Hinweis zur EU-Projektfinanzierung: Die Kombination aus nachgewiesenem Leistungsvorteil bei Beschattung, niedrigeren Betriebstemperaturen und um 0,05 Prozentpunkte geringerer jährlicher Degradation führt zu einem kumulativen Ertragsvorteil über 25–30 Jahre. Bei EU-Gewerbeprojekten mit einem Finanzierungshorizont von 30 Jahren wirkt sich dies direkt auf die Berechnung der Stromgestehungskosten (LCOE) und des internen Zinsfußes (IRR) aus. Fordern Sie vor der Entscheidung für beschattete Gewerbe- und Industriestandorte eine standortspezifische LCOE-Berechnung von Ihrem Modullieferanten an. [8]
TOPCon – Wo es immer noch gewinnt.
Die Wettbewerbsvorteile von TOPCon sind unter den richtigen Bedingungen real:
- Energieertrag beidfazialer Flächen: Die meisten TOPCon-Module sind bifazial und fügen 5–15% Energieausbeute auf erhöhten Bodenmontagen mit einer Albedo von 0,2–0,5. [10] Auf Dächern sinkt der bifaziale Wärmegewinn aufgrund der geringen Oberflächenalbedo typischerweise auf 2–5%.

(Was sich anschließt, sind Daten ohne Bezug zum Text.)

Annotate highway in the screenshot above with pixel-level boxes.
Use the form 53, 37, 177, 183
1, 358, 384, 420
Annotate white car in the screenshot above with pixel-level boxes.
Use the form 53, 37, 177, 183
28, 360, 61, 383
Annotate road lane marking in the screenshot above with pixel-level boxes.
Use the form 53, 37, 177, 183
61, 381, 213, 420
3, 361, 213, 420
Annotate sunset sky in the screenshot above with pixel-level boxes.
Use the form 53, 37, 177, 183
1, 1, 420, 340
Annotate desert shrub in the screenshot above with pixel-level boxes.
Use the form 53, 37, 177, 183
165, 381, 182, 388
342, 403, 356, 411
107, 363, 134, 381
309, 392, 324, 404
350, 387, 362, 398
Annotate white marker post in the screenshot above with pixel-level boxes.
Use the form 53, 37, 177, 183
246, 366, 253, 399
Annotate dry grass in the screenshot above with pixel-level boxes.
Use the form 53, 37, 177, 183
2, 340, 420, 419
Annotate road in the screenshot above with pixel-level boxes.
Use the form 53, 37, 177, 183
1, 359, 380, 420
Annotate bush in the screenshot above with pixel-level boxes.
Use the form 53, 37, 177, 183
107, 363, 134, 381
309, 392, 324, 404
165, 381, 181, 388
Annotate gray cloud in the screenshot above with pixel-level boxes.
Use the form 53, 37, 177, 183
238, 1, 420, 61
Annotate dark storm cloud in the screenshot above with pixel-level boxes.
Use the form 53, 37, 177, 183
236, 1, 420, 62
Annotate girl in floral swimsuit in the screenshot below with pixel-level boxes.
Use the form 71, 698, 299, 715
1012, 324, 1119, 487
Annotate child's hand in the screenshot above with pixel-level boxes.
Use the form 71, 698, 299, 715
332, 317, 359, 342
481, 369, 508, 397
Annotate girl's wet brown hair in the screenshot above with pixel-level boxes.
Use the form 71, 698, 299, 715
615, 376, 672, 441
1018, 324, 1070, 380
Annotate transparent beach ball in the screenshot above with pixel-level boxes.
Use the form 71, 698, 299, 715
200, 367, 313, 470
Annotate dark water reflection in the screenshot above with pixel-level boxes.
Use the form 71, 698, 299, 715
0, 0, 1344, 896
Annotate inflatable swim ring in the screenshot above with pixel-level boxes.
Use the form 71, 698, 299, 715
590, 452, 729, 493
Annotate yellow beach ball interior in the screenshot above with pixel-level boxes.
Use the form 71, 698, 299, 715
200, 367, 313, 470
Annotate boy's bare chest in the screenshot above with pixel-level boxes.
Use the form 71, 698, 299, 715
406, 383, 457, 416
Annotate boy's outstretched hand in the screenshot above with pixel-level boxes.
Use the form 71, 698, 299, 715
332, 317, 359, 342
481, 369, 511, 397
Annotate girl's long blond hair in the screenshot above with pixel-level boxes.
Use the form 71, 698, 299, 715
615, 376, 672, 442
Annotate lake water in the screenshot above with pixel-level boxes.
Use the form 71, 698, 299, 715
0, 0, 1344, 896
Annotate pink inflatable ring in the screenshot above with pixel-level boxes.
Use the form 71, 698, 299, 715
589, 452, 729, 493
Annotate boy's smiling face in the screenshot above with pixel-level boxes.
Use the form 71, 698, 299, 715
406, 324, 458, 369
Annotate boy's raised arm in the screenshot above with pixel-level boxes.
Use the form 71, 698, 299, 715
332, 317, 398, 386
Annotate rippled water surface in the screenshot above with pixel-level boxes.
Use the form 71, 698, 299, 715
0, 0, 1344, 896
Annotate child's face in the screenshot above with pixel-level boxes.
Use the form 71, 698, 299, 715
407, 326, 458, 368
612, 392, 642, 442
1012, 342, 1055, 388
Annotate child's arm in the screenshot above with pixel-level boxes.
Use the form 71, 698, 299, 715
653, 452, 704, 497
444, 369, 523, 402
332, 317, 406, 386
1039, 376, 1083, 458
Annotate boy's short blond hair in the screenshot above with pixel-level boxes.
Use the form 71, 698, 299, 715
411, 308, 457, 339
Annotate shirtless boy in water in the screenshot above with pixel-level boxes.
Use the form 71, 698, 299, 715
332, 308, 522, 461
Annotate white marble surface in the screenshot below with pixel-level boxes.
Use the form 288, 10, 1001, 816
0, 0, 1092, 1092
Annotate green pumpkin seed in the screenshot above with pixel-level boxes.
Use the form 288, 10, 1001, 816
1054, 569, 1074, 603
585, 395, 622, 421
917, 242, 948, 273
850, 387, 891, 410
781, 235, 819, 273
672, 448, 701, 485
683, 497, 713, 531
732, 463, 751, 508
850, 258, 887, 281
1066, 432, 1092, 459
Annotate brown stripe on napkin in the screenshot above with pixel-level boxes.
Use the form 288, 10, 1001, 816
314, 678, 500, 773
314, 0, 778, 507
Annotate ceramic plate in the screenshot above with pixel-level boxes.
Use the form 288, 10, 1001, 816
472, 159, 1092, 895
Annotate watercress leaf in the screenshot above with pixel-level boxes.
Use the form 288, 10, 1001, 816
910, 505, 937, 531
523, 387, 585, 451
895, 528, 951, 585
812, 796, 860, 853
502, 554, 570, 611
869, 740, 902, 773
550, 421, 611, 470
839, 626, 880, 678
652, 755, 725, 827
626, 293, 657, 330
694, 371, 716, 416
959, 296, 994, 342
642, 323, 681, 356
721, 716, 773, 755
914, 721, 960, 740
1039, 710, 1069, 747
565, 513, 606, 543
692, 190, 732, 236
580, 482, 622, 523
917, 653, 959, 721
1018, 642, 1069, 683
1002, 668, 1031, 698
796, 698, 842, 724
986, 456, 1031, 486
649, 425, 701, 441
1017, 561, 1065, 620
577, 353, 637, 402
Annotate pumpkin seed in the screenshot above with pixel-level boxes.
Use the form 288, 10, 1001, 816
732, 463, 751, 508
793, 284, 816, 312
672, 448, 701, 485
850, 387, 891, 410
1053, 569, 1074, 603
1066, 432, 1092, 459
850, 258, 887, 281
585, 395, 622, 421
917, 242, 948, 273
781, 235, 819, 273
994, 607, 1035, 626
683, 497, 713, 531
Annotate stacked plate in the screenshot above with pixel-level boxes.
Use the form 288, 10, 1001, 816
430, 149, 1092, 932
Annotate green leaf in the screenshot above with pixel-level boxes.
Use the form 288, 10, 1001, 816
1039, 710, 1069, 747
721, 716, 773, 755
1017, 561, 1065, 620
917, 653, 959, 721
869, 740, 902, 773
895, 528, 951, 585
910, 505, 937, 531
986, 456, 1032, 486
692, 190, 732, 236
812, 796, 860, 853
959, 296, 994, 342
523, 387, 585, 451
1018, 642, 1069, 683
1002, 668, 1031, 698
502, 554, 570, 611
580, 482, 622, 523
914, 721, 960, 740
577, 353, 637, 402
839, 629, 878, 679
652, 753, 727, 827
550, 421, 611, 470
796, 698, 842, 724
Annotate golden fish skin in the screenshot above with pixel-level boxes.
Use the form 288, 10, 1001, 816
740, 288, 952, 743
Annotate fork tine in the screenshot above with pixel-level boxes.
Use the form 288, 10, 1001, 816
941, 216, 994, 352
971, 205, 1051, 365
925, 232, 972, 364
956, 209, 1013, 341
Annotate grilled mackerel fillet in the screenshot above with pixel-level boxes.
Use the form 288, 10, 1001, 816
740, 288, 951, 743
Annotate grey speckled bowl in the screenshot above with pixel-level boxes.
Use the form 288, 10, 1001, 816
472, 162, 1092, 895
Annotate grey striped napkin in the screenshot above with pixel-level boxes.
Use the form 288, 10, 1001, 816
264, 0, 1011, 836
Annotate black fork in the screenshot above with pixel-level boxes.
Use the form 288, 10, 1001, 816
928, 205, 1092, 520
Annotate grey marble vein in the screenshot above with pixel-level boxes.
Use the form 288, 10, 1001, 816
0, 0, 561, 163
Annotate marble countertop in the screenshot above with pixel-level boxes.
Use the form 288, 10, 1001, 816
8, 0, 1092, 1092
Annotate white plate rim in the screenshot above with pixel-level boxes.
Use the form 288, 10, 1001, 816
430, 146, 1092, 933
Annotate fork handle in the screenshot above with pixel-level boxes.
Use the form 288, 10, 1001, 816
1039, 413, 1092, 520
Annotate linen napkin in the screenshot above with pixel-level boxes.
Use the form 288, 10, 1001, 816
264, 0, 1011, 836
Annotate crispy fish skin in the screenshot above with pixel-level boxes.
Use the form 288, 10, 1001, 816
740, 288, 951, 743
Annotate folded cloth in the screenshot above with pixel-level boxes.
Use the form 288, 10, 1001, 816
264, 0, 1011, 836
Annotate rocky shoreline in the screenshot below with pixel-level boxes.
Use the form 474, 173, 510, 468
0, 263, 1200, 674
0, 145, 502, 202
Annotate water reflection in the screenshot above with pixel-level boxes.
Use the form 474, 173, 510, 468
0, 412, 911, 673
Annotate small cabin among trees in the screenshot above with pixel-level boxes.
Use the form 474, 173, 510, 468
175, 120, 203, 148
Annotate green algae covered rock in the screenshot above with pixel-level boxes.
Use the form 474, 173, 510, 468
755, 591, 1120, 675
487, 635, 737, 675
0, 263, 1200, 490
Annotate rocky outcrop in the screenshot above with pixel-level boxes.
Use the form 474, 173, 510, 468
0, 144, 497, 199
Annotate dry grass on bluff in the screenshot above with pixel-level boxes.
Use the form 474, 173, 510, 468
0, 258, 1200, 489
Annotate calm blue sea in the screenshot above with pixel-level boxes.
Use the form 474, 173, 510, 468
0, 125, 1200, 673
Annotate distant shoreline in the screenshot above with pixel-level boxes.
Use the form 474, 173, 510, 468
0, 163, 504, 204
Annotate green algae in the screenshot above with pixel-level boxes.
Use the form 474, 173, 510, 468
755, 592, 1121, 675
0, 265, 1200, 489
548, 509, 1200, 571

- Kosten pro Watt: Die Fertigung von TOPCon ist hochgradig ausgereift und skaliert. Bei gleicher Wattzahl ist TOPCon in der Regel günstiger als HPBC 2.0 oder ABC-Alternativen.
- Leistung im offenen Feld: Auf sauberen, unbeschatteten, großflächigen Freiflächenanlagen – wie etwa in südeuropäischen Energieparks in Spanien, Italien und Griechenland – liefert TOPCon dank seiner bifazialen Verstärkung und seiner starken Leistung bei niedriger Bestrahlungsstärke wettbewerbsfähige oder sogar überlegene Erträge, wie der Test des TÜV Nord Kagoshima bestätigt. [3]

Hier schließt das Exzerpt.